I saw cheap tickets on the internet Wednesday morning and I thought about snagging one and going to game 5. Certain at the start of the LCS, as every sportscaster, sports writer, and sports professional, I too thought the Dodgers would split in Philly, take 2 out of 3 in LA and return the LCS for a decisive two games where they would most certainly clinch the pennant for a chance at the world series title. I would suppose the magic of sports is that it’s never written the way you would write it. Philly was a stronger team, with stronger pitching, and a stronger bullpen, and I ultimately didn’t snag that last minute ticket, because if by chance we couldn’t push the series to Philadelphia I’d have to watch Philly celebrating on our perfectly groomed field, and I’d see the end of a really, quite wonderful season that's better left in it's pristineness in my own imagination.

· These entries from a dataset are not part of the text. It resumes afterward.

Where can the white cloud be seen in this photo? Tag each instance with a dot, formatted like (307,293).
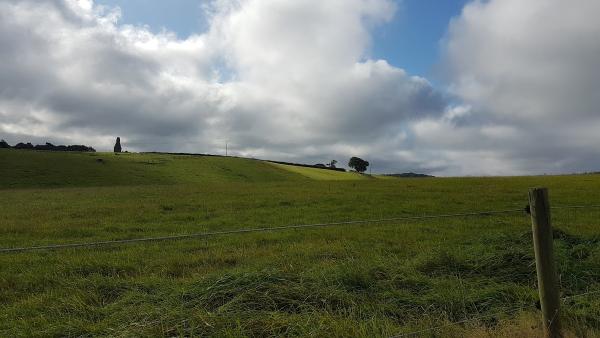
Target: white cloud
(282,79)
(530,73)
(293,80)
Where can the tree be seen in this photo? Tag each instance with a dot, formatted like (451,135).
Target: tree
(358,164)
(3,144)
(117,148)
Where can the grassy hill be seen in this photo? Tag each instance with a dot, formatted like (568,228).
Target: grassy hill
(61,169)
(367,280)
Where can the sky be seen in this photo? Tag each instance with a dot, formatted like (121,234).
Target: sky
(450,88)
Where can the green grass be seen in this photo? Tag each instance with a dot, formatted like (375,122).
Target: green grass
(322,174)
(356,280)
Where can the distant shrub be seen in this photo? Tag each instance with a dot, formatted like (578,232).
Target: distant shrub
(51,147)
(4,145)
(22,145)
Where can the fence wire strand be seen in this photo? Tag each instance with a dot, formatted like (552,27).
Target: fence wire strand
(251,230)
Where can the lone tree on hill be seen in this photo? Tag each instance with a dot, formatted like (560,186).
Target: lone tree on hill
(358,164)
(118,145)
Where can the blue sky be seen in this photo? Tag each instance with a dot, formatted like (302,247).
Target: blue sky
(410,41)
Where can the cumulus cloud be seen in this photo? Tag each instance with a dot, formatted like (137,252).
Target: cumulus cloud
(529,73)
(293,80)
(276,79)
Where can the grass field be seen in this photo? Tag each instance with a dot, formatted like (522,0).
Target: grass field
(380,279)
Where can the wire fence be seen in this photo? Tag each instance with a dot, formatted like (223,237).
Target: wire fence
(565,217)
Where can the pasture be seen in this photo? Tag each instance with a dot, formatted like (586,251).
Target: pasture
(374,279)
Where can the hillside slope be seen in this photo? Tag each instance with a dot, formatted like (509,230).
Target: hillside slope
(39,169)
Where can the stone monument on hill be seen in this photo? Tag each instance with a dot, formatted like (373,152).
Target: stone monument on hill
(118,145)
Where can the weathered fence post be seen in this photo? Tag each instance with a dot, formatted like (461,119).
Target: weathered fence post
(544,261)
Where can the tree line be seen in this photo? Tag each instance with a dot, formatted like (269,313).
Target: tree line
(48,147)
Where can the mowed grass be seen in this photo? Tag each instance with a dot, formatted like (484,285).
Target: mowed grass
(367,280)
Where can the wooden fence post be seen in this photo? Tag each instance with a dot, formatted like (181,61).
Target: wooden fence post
(544,261)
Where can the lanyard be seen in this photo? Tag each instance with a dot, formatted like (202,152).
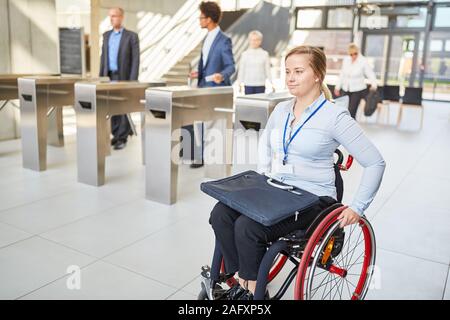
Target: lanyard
(286,146)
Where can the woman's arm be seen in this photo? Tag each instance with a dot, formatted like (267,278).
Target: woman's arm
(350,135)
(338,86)
(370,74)
(264,147)
(241,71)
(267,67)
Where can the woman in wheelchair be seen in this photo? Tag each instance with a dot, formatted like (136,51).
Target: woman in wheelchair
(297,148)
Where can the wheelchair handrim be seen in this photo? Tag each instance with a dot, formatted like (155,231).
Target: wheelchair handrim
(316,245)
(279,263)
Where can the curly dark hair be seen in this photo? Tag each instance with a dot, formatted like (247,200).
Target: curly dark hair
(211,10)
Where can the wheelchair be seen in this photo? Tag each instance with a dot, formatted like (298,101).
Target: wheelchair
(329,263)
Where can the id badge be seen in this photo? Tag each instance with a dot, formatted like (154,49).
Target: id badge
(279,167)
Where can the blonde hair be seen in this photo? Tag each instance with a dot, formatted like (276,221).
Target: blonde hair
(121,11)
(318,62)
(353,47)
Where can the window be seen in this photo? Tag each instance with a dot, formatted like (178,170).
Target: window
(310,18)
(374,22)
(417,21)
(340,18)
(441,19)
(436,45)
(447,45)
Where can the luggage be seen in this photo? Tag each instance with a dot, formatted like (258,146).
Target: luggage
(260,198)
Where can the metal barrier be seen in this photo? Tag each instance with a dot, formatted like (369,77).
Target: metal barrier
(167,111)
(42,99)
(95,103)
(9,117)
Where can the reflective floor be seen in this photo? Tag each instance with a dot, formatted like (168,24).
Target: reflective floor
(130,248)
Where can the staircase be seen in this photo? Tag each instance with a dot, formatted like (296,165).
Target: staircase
(178,75)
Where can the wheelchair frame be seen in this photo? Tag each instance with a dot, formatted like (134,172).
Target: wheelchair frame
(315,247)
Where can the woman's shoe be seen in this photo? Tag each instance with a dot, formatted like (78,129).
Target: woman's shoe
(233,294)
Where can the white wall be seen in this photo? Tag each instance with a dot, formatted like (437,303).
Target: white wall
(32,35)
(5,59)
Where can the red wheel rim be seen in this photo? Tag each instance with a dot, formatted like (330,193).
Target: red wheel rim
(315,239)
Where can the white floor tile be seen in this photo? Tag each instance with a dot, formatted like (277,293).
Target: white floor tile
(400,277)
(9,235)
(174,255)
(48,214)
(447,288)
(183,296)
(102,234)
(102,281)
(414,229)
(33,263)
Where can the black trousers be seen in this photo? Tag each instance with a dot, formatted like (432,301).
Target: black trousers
(243,241)
(120,126)
(355,100)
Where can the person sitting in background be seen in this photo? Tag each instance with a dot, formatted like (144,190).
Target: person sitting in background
(355,70)
(254,68)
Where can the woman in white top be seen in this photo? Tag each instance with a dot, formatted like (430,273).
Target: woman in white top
(355,70)
(254,68)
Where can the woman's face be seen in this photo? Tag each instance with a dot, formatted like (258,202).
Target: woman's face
(353,54)
(255,41)
(300,77)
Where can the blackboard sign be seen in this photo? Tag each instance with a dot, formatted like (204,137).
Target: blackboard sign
(71,51)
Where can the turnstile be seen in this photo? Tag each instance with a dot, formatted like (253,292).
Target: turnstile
(9,116)
(42,99)
(253,111)
(167,111)
(95,102)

I went to the gym for innings one through three, one because moving helps, and I could skim the debate happening at the same time on a TV right next to it. After 30 minutes and 3 errors in one inning by an errorless Rafael Furcal, several verbal profane outbursts, I got off and went upstairs for yoga. Yoga gave way to boot camp class, and 2 ½ hours at the gym later all in an effort to avoid the end of the season, I had to read by text message what I didn’t need a blackberry to tell me: Game Over.

Season Over.

Just six long chilly months of doing other things to pass the time.

That last game was difficult, if not impossible to watch because it was a lot like the feeling I have as I finish that burger. But I’ll always come around to accept the obvious, I will eat a delicious burger again, and baseball in LA will be back, in no time at all.